The third floor also had bedrooms for the Heckers’ children, a chapel on the Woodward Avenue side with a beautiful coffered ceiling (and a Nubian marble fireplace) and a billiards room on the Ferry side. At the top of the stairs on this floor is a stained glass window.
Life after the Heckers
From 1928 until 1947, the home - which was still owned by the Hecker family - was operated as a boarding house. The boarding house was run by Harrison and Emma Anderson for single college students.
In 1947, the mansion was purchased by Paul Smiley to house his business, Smiley Brothers Music Co. At this time, Smiley did some renovation work, especially on the carriage house, which was turned into a 200-seat recital hall with separate practice rooms. Smiley also transformed the third floor of the mansion into a piano and organ refurbishing area and consequently removed the original staircase to keep the dust and noise contained. The Smiley brothers used one of the former children's rooms on this floor as their indoor golf range, with dents from the balls still seen on the baseboards. The wall “looked like it had been shot by a machine gun” there were so many holes in it, said lawyer Douglas Peters, whose office is in the building now. The home would remain in the Smiley family until 1990, when Paul Smiley passed away.
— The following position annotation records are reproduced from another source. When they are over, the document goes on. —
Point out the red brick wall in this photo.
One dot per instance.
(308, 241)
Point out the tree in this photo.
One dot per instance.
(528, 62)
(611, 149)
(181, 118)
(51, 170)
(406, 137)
The home sat vacant for a short while, and, as is often the case in Detroit, vandals stole all but eight light fixtures and one wall sconce. Thankfully, the home was purchased in 1991 by the landmark's current owners, the law firm of Charfoos & Christensen, P.C. Its thorough restoration involved a team of 28 subcontractors working for 10 months to restore the mansion to its former splendor. To preserve the incredible wood and plasterwork throughout, as well as give each attorney their own zoned climate control, a state of the art heating, cooling and humidifying mechanical system was installed. This system was a wise choice for this home because only small holes were made in the floors and ceilings for conduit instead of unsightly metal duct work, which would take away from the superb state of preservation the home is currently in.
The home was listed on the National Register of Historic Places in September 1971 and won a 1994 Historic Rehabilitation Excellence Award from the National Park Service. Each lawyer gets a corner tower room furnished with period furnishings. Peters, an attorney at Charfoos & Christian, jokingly told the Michigan Bar Journal about the firm's home: “Even though we have to rough it, we get by. We only have 11 bathrooms and 13 fireplaces!”
But Charfoos & Christensen scaled down its roster of lawyers and no longer needed such a large office, so it put the house up for sale.
Wayne State University closed Sept. 24, 2014, on the purchase of the house for $2.3 million. The university said it would move its Alumni Relations Department to the building and use it for alumni events. The house was officially renamed the Tierney Alumni House.